November 29, 2005 Lucas Heights, Australia -- Translucent Photonics, Silex Systems' silicon electronics and photonics semiconductor subsidiary based in Palo Alto, California, has achieved a demonstration of "Electroluminescence" (EL) at room temperature in a form of silicon that is compatible with mass produced silicon chips, and with future silicon electronics technology nodes.

Nov 29th, 2005

November 29, 2005 Lucas Heights, Australia -- Translucent Photonics, Silex Systems' silicon electronics and photonics semiconductor subsidiary based in Palo Alto, California, has achieved what it calls a "major milestone" in its effort to develop advanced silicon-based photonics devices.

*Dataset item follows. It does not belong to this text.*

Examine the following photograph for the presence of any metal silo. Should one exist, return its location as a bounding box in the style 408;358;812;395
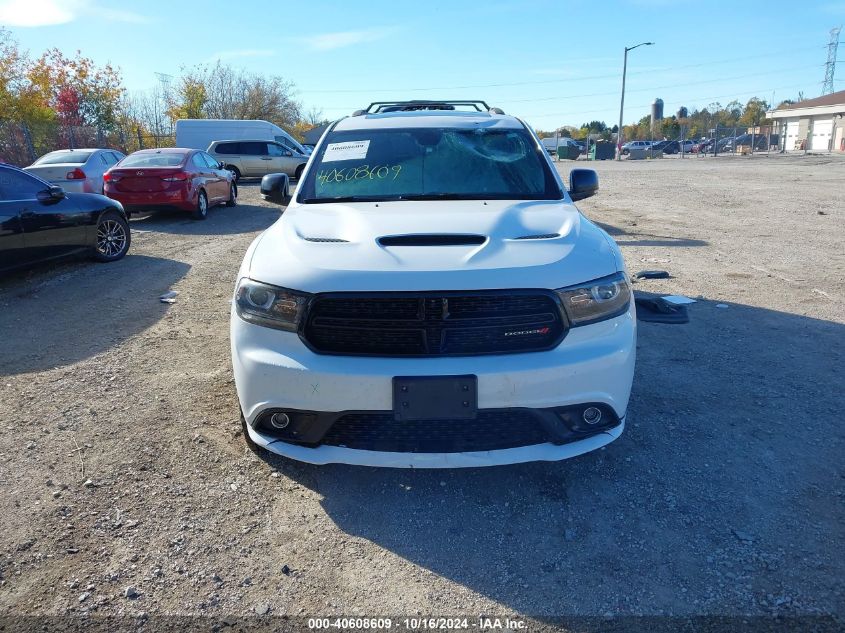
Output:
651;98;663;130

According to a press release, the achievement involves the demonstration of "Electroluminescence" (EL) at room temperature in a form of silicon that is compatible with mass produced silicon chips, and with future silicon electronics technology nodes.

"Demonstration of electroluminescence at telecommunication wavelengths and room temperature in this new class of silicon-based semiconductors is a significant achievement, and represents a materials science breakthrough for both electronic and photonic applications," remarks Dr. Petar Atanackovic, CEO of Translucent. "This is an important step forward in our optical silicon integration program. The ultimate objective is to develop optically active devices, including an electrically driven silicon laser, which can be integrated with mainstream silicon chips."

According to the company, the demonstration of EL is a critical pre-requisite to the integration of electronic and optical functionality in silicon, and essentially allows light to be generated from silicon by an electric current, such as would be provided by a small battery, or more importantly, an operating silicon chip itself. The company contends that previous demonstrations of EL in silicon by other groups have been reported at cryogenic temperatures, or in forms of silicon which are not compatible with today's silicon chips or future technology nodes. The company says it is building an extensive intellectual property portfolio to protect its forthcoming materials and applications, based on the demonstration.

The company's EL findings are part of the Electronics and Photonics Integrated Circuits (EPIC) Program funded by the U.S. Defense Advanced Research Project Agency (DARPA). Under a DARPA contract which commenced in January this year, Translucent is funded to develop proprietary silicon-based optical gain devices as part of the broader EPIC Program, details of which can be found at www.darpa.mil/mto/epic.